J’aurais jamais cru qu’un jour je vous écrirai cet article avec ce titre « 100k sur instagram ».

Ah oui, cela peut paraitre superficiel, pourquoi s’extasier sur un chiffre d’un réseau social ?

Il faut que je vous en parle, vous allez connaître une partie de moi que je n’ai jamais dévoilée, des blessures, des moqueries, des disputes, et beaucoup de passion.

Instagram, un simple réseau social pour des millions d’entre vous, et un outil de travail pour beaucoup d’autres comme moi aujourd’hui.

Instagram cet endroit où on s’évade, on s’inspire, on découvre, on rencontre, on papote.
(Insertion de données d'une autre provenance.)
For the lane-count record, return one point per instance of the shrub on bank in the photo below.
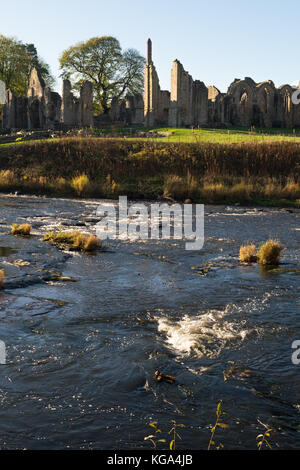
(247, 254)
(24, 229)
(80, 184)
(2, 279)
(76, 240)
(269, 253)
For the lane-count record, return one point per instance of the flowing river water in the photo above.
(82, 349)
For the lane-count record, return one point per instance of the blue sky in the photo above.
(216, 41)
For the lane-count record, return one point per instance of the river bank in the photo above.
(261, 173)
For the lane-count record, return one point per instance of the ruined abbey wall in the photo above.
(192, 104)
(189, 104)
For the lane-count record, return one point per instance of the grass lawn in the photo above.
(221, 136)
(234, 135)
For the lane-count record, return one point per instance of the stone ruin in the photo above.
(189, 104)
(192, 104)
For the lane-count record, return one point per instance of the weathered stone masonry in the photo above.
(189, 104)
(246, 103)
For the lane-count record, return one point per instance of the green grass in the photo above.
(265, 172)
(234, 135)
(225, 136)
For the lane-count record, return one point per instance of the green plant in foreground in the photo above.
(24, 229)
(173, 431)
(219, 424)
(269, 253)
(262, 438)
(154, 437)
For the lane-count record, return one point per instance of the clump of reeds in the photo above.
(180, 188)
(80, 183)
(247, 254)
(269, 253)
(76, 240)
(24, 230)
(2, 277)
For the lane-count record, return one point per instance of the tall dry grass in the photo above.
(269, 253)
(2, 277)
(88, 166)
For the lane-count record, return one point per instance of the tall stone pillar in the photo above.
(86, 105)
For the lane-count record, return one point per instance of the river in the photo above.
(82, 349)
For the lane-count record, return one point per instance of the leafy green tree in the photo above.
(112, 72)
(37, 62)
(16, 62)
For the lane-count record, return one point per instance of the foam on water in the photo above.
(203, 335)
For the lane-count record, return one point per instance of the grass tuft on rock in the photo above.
(2, 277)
(247, 254)
(269, 253)
(24, 230)
(75, 240)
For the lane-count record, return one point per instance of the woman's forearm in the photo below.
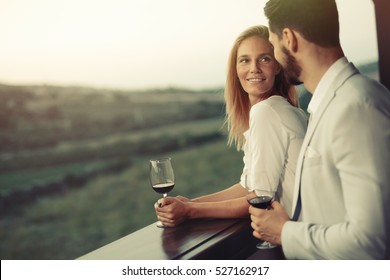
(232, 208)
(233, 192)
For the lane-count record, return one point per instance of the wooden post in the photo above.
(382, 8)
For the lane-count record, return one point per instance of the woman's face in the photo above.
(256, 68)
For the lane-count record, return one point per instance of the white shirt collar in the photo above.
(324, 84)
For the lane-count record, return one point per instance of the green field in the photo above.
(111, 206)
(74, 162)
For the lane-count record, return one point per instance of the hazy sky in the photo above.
(143, 43)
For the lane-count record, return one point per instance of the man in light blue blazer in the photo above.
(342, 190)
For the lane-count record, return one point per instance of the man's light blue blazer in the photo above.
(343, 175)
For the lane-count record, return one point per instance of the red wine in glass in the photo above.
(163, 187)
(262, 202)
(161, 177)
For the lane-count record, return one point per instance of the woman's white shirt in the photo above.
(272, 145)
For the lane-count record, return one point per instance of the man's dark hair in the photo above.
(316, 20)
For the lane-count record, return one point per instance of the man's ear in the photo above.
(290, 39)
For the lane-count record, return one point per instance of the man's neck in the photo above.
(315, 62)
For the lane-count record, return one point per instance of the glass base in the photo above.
(159, 224)
(265, 245)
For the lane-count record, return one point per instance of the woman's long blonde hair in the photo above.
(237, 100)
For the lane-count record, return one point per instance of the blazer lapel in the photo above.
(347, 72)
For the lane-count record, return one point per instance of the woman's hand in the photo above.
(267, 224)
(172, 211)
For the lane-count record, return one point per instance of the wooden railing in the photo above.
(204, 239)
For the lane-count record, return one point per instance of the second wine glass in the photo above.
(162, 177)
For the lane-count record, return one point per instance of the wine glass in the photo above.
(161, 177)
(262, 200)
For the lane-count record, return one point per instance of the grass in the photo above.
(111, 206)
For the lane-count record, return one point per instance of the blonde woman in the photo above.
(263, 120)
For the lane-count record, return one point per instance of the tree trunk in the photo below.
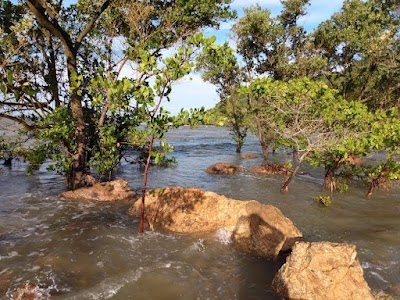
(144, 186)
(285, 185)
(80, 175)
(264, 147)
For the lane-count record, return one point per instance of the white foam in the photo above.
(224, 236)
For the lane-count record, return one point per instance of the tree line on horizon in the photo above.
(329, 95)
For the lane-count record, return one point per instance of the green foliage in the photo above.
(106, 157)
(361, 44)
(277, 46)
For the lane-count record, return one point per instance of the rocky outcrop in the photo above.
(256, 228)
(27, 292)
(116, 190)
(223, 168)
(270, 169)
(248, 156)
(323, 270)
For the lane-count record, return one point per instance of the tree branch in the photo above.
(51, 25)
(91, 24)
(19, 121)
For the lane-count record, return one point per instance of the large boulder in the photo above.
(256, 228)
(223, 168)
(116, 190)
(322, 270)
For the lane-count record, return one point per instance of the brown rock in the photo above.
(270, 169)
(26, 292)
(116, 190)
(223, 168)
(323, 270)
(256, 228)
(248, 156)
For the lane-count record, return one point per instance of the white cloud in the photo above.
(191, 92)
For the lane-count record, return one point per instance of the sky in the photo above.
(193, 92)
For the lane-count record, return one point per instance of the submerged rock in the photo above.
(116, 190)
(223, 168)
(271, 169)
(248, 156)
(27, 292)
(322, 270)
(256, 228)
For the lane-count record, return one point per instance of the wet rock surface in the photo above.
(257, 229)
(224, 168)
(249, 156)
(27, 292)
(322, 270)
(270, 169)
(116, 190)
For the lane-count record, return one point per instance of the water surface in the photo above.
(92, 251)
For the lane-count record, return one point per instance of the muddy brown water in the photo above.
(88, 250)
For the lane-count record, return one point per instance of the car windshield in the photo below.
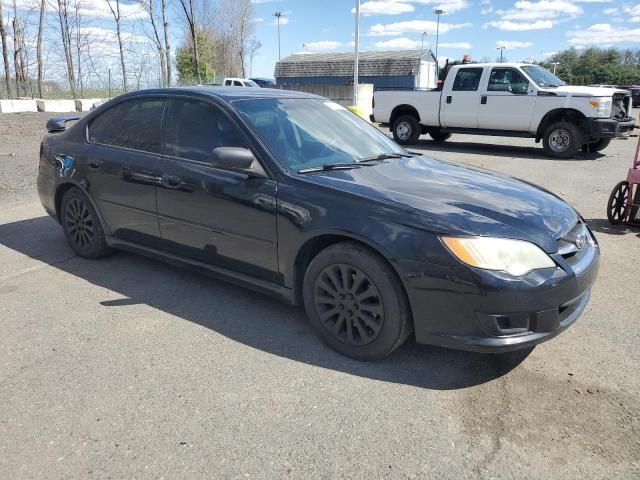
(542, 77)
(306, 133)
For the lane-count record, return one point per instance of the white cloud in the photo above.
(398, 43)
(510, 26)
(463, 45)
(634, 11)
(512, 44)
(322, 45)
(541, 10)
(603, 34)
(370, 8)
(413, 26)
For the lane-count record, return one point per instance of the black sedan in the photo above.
(292, 195)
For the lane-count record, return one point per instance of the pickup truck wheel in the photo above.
(562, 140)
(406, 130)
(439, 136)
(596, 146)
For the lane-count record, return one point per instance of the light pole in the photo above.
(278, 15)
(357, 55)
(438, 12)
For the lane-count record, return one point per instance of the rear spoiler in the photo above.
(59, 124)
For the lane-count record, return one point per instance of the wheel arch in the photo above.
(559, 114)
(314, 245)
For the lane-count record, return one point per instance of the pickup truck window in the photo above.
(467, 80)
(507, 80)
(542, 77)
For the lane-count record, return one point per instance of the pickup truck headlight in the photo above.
(516, 257)
(602, 106)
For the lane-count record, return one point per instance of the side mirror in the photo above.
(232, 158)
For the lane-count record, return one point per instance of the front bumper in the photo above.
(609, 128)
(479, 310)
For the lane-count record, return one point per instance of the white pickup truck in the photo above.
(509, 99)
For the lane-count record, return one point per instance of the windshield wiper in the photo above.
(330, 166)
(384, 156)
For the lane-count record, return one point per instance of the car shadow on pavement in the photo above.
(262, 323)
(495, 150)
(601, 225)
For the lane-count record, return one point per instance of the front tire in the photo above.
(355, 302)
(562, 140)
(81, 226)
(406, 130)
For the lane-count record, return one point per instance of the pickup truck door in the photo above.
(461, 99)
(508, 101)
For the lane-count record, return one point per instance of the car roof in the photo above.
(227, 94)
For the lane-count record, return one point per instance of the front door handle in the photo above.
(172, 181)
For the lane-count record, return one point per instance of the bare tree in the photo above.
(39, 46)
(5, 53)
(65, 33)
(116, 16)
(167, 47)
(149, 7)
(190, 17)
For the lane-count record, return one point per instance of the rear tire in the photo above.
(406, 130)
(438, 136)
(81, 226)
(355, 302)
(562, 139)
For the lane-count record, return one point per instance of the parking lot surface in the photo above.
(130, 368)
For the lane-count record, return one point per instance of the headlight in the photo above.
(602, 106)
(516, 257)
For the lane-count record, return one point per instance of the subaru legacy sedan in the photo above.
(292, 195)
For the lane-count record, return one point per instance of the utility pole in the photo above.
(438, 12)
(357, 55)
(278, 15)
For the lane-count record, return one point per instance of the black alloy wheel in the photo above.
(349, 304)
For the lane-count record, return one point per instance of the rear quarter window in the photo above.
(134, 124)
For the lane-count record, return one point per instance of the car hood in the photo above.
(449, 198)
(578, 91)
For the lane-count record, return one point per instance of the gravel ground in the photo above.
(128, 368)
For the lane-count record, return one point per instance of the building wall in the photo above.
(342, 94)
(400, 81)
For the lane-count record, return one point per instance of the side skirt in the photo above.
(283, 294)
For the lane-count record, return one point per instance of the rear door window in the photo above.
(194, 128)
(467, 80)
(134, 124)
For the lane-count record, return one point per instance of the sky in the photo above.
(528, 29)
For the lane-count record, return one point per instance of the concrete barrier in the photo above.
(85, 104)
(56, 105)
(18, 106)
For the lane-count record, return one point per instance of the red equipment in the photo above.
(624, 201)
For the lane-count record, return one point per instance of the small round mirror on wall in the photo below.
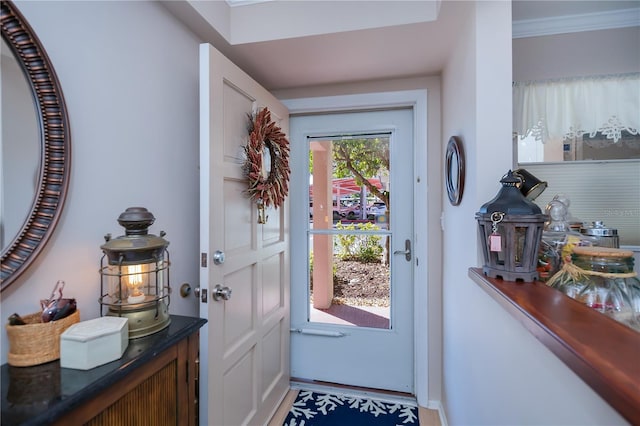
(454, 170)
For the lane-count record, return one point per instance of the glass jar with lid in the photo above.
(603, 279)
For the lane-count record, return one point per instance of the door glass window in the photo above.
(349, 236)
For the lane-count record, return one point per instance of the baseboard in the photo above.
(437, 406)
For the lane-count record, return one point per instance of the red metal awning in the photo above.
(346, 186)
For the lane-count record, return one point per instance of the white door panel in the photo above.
(372, 357)
(245, 344)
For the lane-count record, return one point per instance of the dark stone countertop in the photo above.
(41, 394)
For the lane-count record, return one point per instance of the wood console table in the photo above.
(155, 382)
(600, 350)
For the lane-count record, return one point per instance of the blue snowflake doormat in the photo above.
(319, 409)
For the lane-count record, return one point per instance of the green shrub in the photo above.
(358, 247)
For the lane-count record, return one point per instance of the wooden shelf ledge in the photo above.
(601, 351)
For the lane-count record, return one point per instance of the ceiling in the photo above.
(396, 51)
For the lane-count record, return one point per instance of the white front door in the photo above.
(359, 341)
(244, 347)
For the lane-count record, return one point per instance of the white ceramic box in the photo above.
(91, 343)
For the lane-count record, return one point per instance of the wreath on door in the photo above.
(267, 161)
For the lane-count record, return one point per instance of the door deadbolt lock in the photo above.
(218, 257)
(221, 293)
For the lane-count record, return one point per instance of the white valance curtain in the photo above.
(572, 107)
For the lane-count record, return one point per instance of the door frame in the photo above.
(423, 318)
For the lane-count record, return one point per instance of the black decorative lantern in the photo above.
(510, 229)
(134, 273)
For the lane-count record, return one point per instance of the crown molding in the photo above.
(621, 18)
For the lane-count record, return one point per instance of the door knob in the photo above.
(220, 292)
(406, 251)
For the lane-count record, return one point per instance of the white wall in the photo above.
(495, 372)
(129, 73)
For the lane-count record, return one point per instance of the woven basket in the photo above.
(36, 342)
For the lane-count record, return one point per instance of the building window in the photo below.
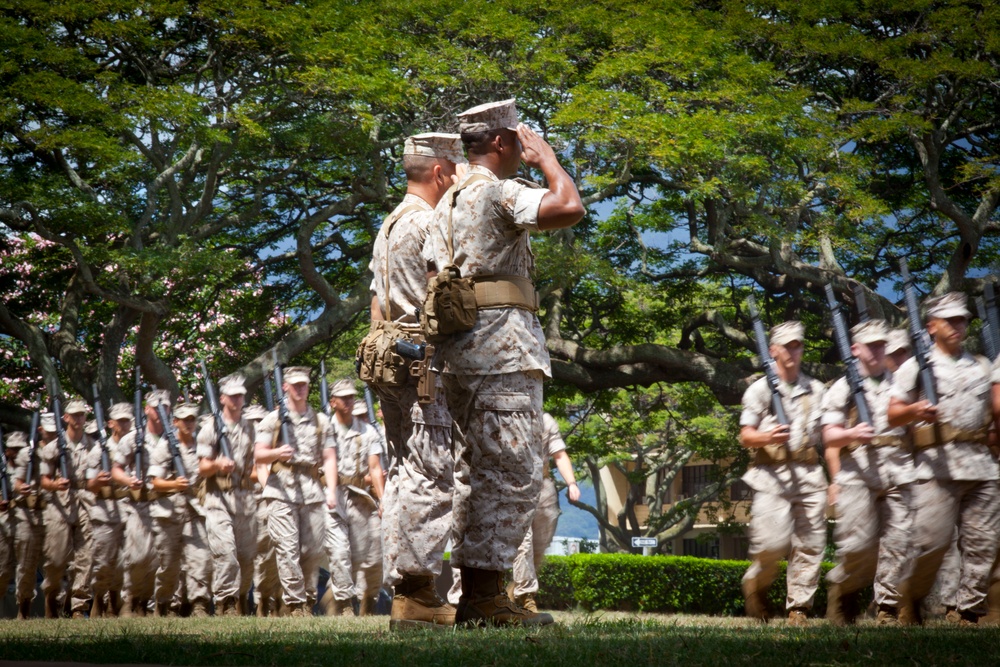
(740, 491)
(701, 548)
(694, 479)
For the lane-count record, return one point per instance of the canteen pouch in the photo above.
(450, 305)
(377, 360)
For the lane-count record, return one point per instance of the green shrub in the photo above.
(665, 584)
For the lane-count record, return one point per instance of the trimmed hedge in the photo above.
(664, 584)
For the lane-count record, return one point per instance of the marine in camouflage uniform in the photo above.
(107, 520)
(229, 503)
(531, 553)
(29, 523)
(68, 539)
(493, 373)
(871, 487)
(789, 504)
(354, 528)
(178, 518)
(956, 472)
(8, 563)
(140, 559)
(416, 508)
(296, 518)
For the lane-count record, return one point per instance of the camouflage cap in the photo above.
(489, 116)
(121, 411)
(254, 412)
(952, 304)
(343, 388)
(48, 422)
(296, 374)
(158, 397)
(185, 410)
(17, 440)
(786, 332)
(76, 406)
(872, 331)
(899, 339)
(233, 384)
(435, 144)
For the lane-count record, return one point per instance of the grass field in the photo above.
(606, 639)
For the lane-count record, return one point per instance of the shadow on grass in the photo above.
(627, 642)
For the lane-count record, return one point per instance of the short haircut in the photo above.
(419, 168)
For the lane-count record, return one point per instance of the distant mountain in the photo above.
(575, 522)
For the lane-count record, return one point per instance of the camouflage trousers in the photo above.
(139, 557)
(185, 560)
(297, 533)
(231, 523)
(107, 569)
(940, 505)
(794, 522)
(8, 564)
(531, 553)
(497, 433)
(354, 543)
(416, 506)
(29, 540)
(265, 565)
(872, 534)
(67, 546)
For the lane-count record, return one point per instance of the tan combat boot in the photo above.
(416, 605)
(797, 618)
(114, 604)
(527, 601)
(97, 607)
(52, 605)
(485, 602)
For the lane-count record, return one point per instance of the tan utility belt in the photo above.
(780, 455)
(503, 291)
(353, 480)
(302, 468)
(877, 441)
(32, 501)
(933, 435)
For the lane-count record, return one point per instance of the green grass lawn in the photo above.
(604, 639)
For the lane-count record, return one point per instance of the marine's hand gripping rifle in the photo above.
(767, 361)
(921, 341)
(850, 361)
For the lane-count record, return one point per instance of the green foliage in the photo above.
(665, 584)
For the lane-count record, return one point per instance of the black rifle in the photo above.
(140, 431)
(268, 393)
(36, 418)
(220, 425)
(4, 476)
(61, 438)
(283, 417)
(861, 303)
(844, 347)
(764, 353)
(921, 341)
(992, 315)
(324, 389)
(172, 443)
(102, 437)
(988, 334)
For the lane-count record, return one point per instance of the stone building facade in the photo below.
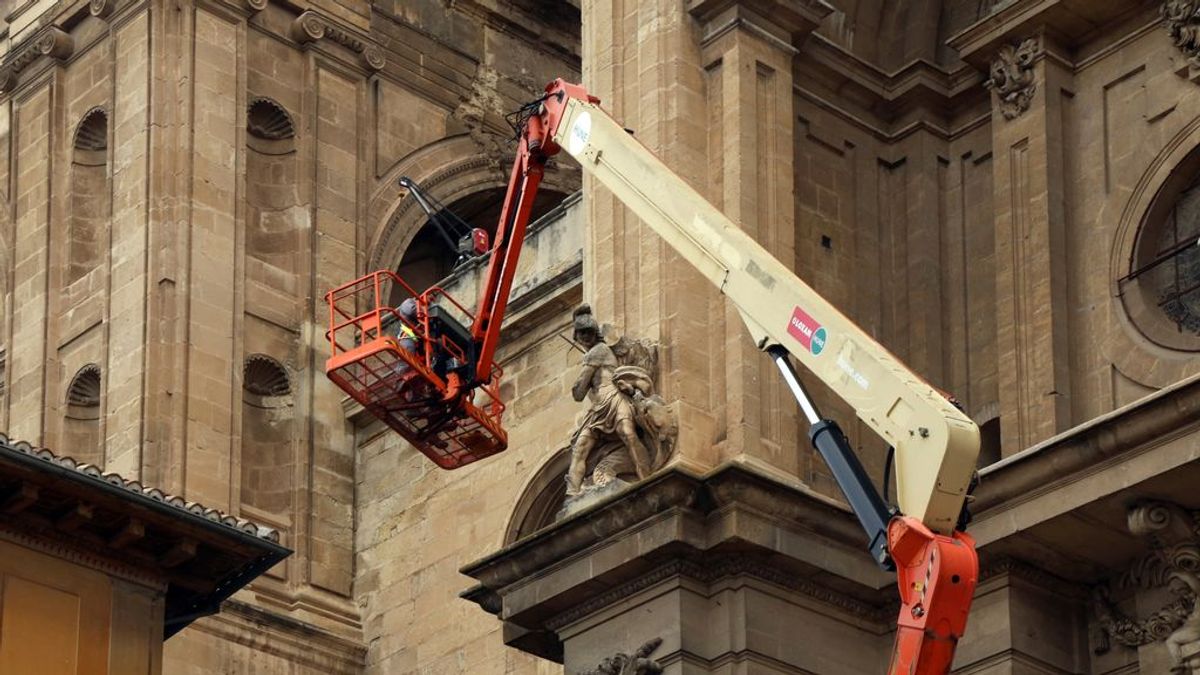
(1003, 192)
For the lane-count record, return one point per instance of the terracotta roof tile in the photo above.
(99, 475)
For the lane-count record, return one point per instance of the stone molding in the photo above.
(1012, 76)
(1032, 574)
(713, 569)
(271, 633)
(101, 9)
(66, 548)
(52, 41)
(310, 27)
(775, 22)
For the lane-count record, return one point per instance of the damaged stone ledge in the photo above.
(685, 533)
(1099, 458)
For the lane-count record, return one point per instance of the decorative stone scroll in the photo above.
(311, 27)
(1012, 76)
(53, 42)
(1173, 562)
(628, 430)
(101, 9)
(637, 663)
(1182, 21)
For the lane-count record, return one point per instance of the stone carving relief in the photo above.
(53, 42)
(628, 431)
(1174, 563)
(1182, 19)
(637, 663)
(311, 27)
(1012, 77)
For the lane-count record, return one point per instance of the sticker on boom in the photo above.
(807, 330)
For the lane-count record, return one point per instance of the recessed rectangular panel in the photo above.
(41, 629)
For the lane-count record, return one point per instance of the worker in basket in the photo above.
(444, 364)
(411, 342)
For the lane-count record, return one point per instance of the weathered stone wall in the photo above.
(210, 243)
(979, 236)
(418, 525)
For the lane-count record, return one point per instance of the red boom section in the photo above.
(407, 389)
(936, 577)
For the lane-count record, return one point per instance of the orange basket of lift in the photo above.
(405, 388)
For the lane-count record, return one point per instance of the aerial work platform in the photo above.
(414, 392)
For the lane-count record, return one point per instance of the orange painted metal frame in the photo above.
(403, 388)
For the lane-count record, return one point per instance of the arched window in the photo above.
(81, 438)
(89, 195)
(1162, 290)
(267, 436)
(429, 258)
(276, 216)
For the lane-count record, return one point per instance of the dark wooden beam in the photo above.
(71, 520)
(19, 500)
(179, 554)
(132, 531)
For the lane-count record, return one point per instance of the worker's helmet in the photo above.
(408, 309)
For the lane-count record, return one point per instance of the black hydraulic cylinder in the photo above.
(827, 437)
(856, 484)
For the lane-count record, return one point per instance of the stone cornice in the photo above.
(1108, 441)
(312, 27)
(891, 95)
(280, 635)
(785, 22)
(1051, 19)
(51, 41)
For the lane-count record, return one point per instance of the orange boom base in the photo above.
(414, 392)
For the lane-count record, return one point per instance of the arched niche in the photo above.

Un réseau social complet, gratuit, où l’on ne s’abonne qu’aux personnes qu’on « aime », qui nous inspire quelque chose, des personnes à qui on ressemble ou à qui on aimerait ressembler par la force, la motivation, le sport, le rythme de vie, le régime alimentaire, une personne qui donne des astuces qu’on adore, ou simplement une personne qui donne le sourire. 

Aujourd’hui et ce depuis quelques années, les marques ont compris que les gens n’avaient plus confiance aux pubs, et d’ailleurs ne les regardent même plus, elles zappent. Les gens ne croient plus aux pubs toutes surfaites dans les magasines, la vie est trop cher pour acheter à la première pub, ils veulent (je veux aussi) faire des achats qu’une amie me recommande, que quelqu’un en qui j’ai confiance recommande, et pas simplement une pub qui passe au hasard de mon passage. 

Alors aujourd’hui les marques font appellent à nous, nous proposant de tester leurs nouveautés et d’en parler si on apprécie, si on est convaincue de ce test. Evidemment, comme dans tout, tout métier, il y a des travers, de fausses bonnes personnes, de faux tests, mais ça, on ne changera jamais le monde. Il y aura toujours des gens à qui on donnerait le bon dieu sans confession, et qui en réalité vendrait leur âme au diable pour une poignée de cacahuètes. C’est le jeu ma pauvre Lucette comme on dit.

Mais les seules qui peuvent juger de la sincérité, c’est vous, ce que vous percevez, vos ressentis, le discours des personnes que vous suivez, leur cohérence entre chaque collaboration, pourquoi elles acceptent, pourquoi elles vous en parlent, leur motivation, c’est vous qui jugez et pouvez juger. 

Voilà ce qu’est Instagram, un loisir pour tout le monde c’est sûr,
une extension sur un revenu pour d’autres dont je fais partie. 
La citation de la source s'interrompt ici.